# Overview

The goal of this notebook is to gain an intuitive feel for a few of Langchain's text splitters.
Specifically...
- Character Splitters
    - `CharacterTextSplitter(TextSplitter)` [RTD](https://python.langchain.com/docs/modules/data_connection/document_transformers/text_splitters/character_text_splitter)  
 This is the simplest method. This splits based on characters (by default "\n\n") and measure chunk length by number of characters.
    - `RecursiveCharacterTextSplitter(TextSplitter)` [RTD](https://python.langchain.com/docs/modules/data_connection/document_transformers/text_splitters/recursive_text_splitter)

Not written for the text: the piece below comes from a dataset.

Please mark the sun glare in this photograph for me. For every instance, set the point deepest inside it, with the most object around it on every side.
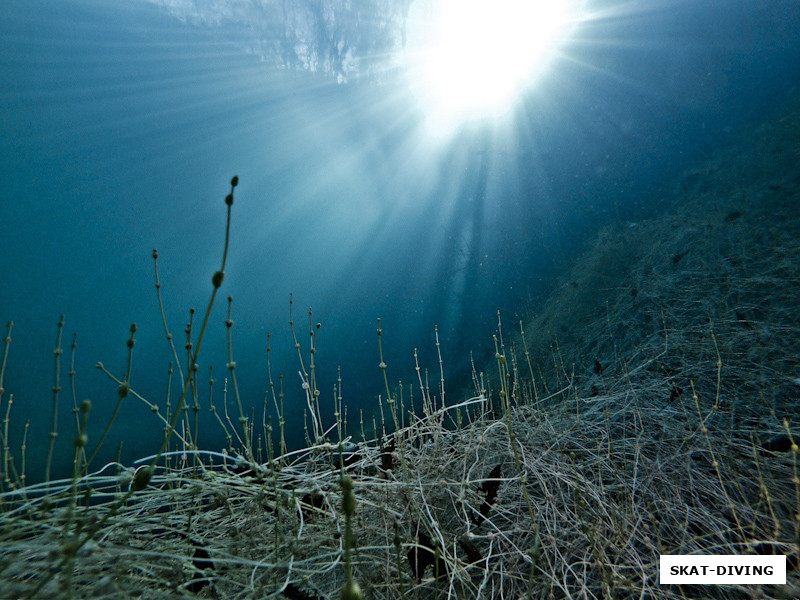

It starts by splitting at double newlines, then single newlines, then spaces, and finally, if necessary, character by character. This hierarchical approach ensures manageable chunks while retaining as much original structure as possible.
- Sentence Splitters
    - `NLTKTextSplitter(TextSplitter)` - uses NLTK's `sent_tokenizer` to split text into sentences.
    - SpacyTextSplitter(TextSplitter) - uses it's libraries to also split text into sentences.  Before you use it, after `pip install spacy`, you need to `python -m spacy download en_core_web_sm`.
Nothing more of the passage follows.